Materials and Methods

Animal care, irradiations, and sample sharing overview

This study was conducted according to the Standard Operating Procedures of CiToxLAB North America (now Charles River, USA). All work was conducted in CiToxLAB North America’s animal research facilities, which are fully accredited by the Association for Assessment and Accreditation of Laboratory Animal Care (AAALAC, number 001056) and the study is reported in accordance with ARRIVE guidelines. Rhesus macaques (Macaca mulatta, Chinese origin) at average age 6 y and average weight 8.3 kg were irradiated following the guidelines of the protocol. Animal maintenance, veterinary care and irradiation protocols are described in detail in the metabolomics study on the same NHP cohort published previously [27].

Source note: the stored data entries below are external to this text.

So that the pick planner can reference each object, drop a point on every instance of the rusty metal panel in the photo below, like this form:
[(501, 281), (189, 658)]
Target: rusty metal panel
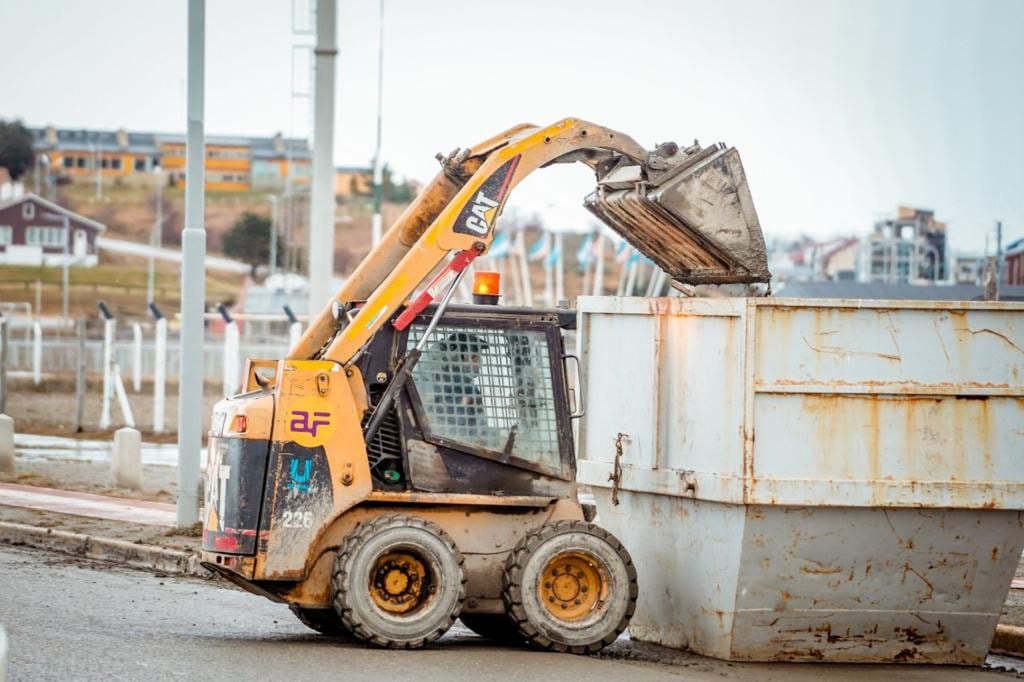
[(847, 585), (876, 512), (889, 347), (687, 555), (889, 451)]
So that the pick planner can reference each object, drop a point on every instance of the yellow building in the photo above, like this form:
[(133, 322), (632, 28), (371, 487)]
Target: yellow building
[(232, 164)]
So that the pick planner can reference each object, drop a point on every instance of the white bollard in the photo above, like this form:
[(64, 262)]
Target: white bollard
[(6, 444), (126, 464), (3, 654), (136, 358), (104, 415), (231, 358), (119, 388), (160, 376), (37, 352), (294, 334)]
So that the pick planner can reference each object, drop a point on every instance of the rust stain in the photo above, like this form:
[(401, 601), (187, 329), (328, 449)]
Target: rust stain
[(819, 568), (907, 568), (844, 352), (1007, 339)]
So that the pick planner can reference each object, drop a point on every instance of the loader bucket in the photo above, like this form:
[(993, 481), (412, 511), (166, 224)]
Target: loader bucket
[(687, 210)]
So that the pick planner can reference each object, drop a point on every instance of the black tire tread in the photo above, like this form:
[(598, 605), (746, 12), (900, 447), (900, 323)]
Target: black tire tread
[(512, 583), (361, 534), (498, 628), (314, 620)]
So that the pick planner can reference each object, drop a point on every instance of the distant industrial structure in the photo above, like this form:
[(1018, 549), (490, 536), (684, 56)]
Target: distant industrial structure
[(1013, 264), (910, 247)]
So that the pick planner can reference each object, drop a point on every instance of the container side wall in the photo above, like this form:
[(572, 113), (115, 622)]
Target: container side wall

At the time of irradiation, the age of the animals ranged from 5 to 10 years with body weights that ranged from 6.3 to 21.9 kg for males and from 4.6 to 6.2 kg for females. Four male and 4 female NHPs were total body irradiated with 4 Gy at a dose rate of 0.6 Gy/min using a ⁶⁰Co γ source over the course of ~ 7 min (1/2 exposure anterior–posterior position, 1/2 exposure posterior-anterior position using a Theratron 1000, Best Theratronics, Ottawa, ON, CA). LD_50/60 for this animal model is ~ 6.7 Gy and the sub-lethal 4 Gy dose was chosen to enable the continuous sampling and longitudinal monitoring of biological, physiological, and molecular changes over a longer span of time i.e., 60 days and longer. In this study we collected samples for mRNA measurements up to 1 week, protein measurements up to 28 days, and cytogenetics up to 56 days after irradiation. Pre-irradiation samples were taken between 3–8 days before the day of irradiation (Supplementary Table 1 has details of animal numbers used in each time point).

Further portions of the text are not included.